Forgo crammed tubes and snail-paced buses, and explore Europe’s diverse cities via an equally eclectic array of transport. Paul Murphy investigates how to escape trudging amid the city crowds, and instead become part of the scenery with these unusual ways of sightseeing.

London by pedal power

Cycling around London may seem like a crazy idea, but why not let someone else do all the pedal work for you? Ride in (relative) comfort on the back of a pedicab/rickshaw/chariot/bug or whatever other name they dream up next, and zip around London whilst avoiding sweaty tubes, stop-start bus journeys and over-priced taxis – the perfect solution for navigating bustling Covent Garden and winding streets of Soho. For more details visit www.carettarickshaw.com, www.londonrickshaws.co.uk, www.ecochariots.com or www.bugbugs.com (who launched the first pedicab company in London back in 1998).

GoCars

Imagine the banana-yellow 49cc love-child of Herbie (the Love Bug), children’s TV favourite Brum, and a golf buggy; add a dash of élan, and you have a GoCar (www.gocartours.es): the world’s first computer-guided storytelling car. Following great success in San Diego, San Francisco and Miami (Time Magazine called it “the coolest invention of the year”), they can now be found in Valencia, Barcelona and Lisbon. Each car seats two people (minimum driving age is 21) and reaches 60 kmph (35 mph). All have GPS routes for you to follow; it’s also perfectly OK to go “off-piste”. Prices are a very reasonable €35 (per car) for the first hour, €20 to €25 for subsequent hours, or €99 for the day, including fuel and insurance. Lisbon also has electric GPS-story-telling buggies (www.golisbon.com/tours), which are similar in price, but have the option of four passengers or a chauffeur.

Segway

The Segway looks like a sawn-off scooter on oversized wheels. Created in 2001 by maverick American inventor Dean Kamen (said to be the Willy Wonka of the mobility world), this nippy device is perfect for exploring foreign streets whilst avoiding sore feet. Grasping the basics takes around 10 minutes, but, unless seriously uncoordinated, staying upright isn’t too tricky. The controls are simple: lean forward to go forward, back to go back, and twist the steering grip to go right or left. Tours can be found in Barcelona (www.segwaytours.cat), Madrid (www.madsegs.com), Berlin, Budapest, Paris and Vienna (www.citysegwaytours.com), and in Florence and Rome (www.nerone.cc). Segways are not yet licensed for public use in the UK.
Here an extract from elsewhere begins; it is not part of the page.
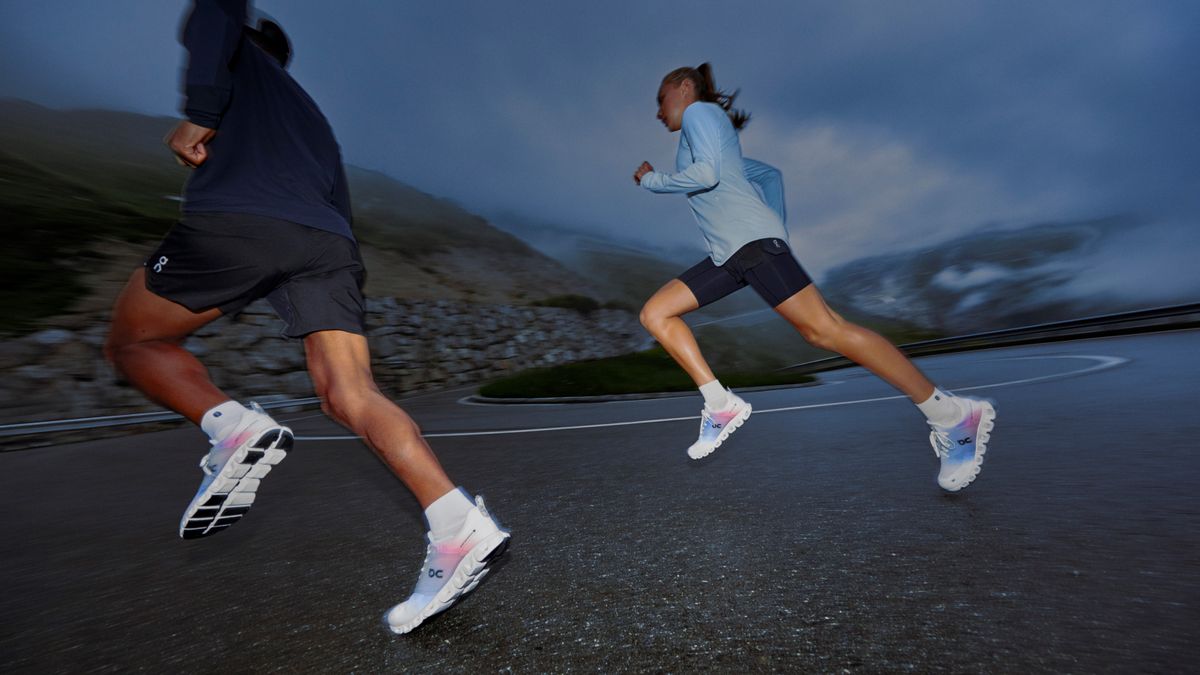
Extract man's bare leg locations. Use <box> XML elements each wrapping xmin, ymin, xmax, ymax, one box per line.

Scooting around the Eternal City

When in Rome, do as the Romans do – which generally means looking unfathomabley cool whilst probably riding a Vespa. The only problem is the million other notoriously anarchic Roman road users who think the Highway Code is the next novel by Dan Brown. But this doesn’t mean you can’t ride a Vespa, it’s just that it’s more sensible (and cheaper on your travel insurance) to let a professional local take the evasive action while you ride pillion and concentrate on the sights. Nerone (www.nerone.cc) offer Vespa tours, and extend the idea to four wheels with the classic, small-but perfectly-formed Fiat 500.

Deux Chevaux in Paris

Edgy, slick and chic are three typically Parisian adjectives that you will never hear applied to the humble Citroen 2CV. It’s more Pierre-Yves Gerbeau than Thierry Henry, more Zut Alors! than Ooh La La! and more “b-room-cough-b-room” than “va va voom”. But, ironically for a city where the natives are renowned for their self-conscious style, that’s perhaps why Parisians and visitors love the Deux Chevaux. It is cheap, fun, and an anti-style icon, albeit every bit as French as the Eiffel Tower, Brigitte Bardot, hoopy jumpers and strings of onions. Tour company Quatre Roues Sous Un Parapluie (Four Wheels under an Umbrella) (www.4roues-sous-1parapluie.com) offers tours around central Paris, with flat-cap-wearing chauffeurs providing informative and entertaining local commentary. The soft-top roof allows panoramic views of the sights, and the steep narrow streets of Montmartre, off-limits to bus tours, are easily negotiated. Prices start from €19 per person.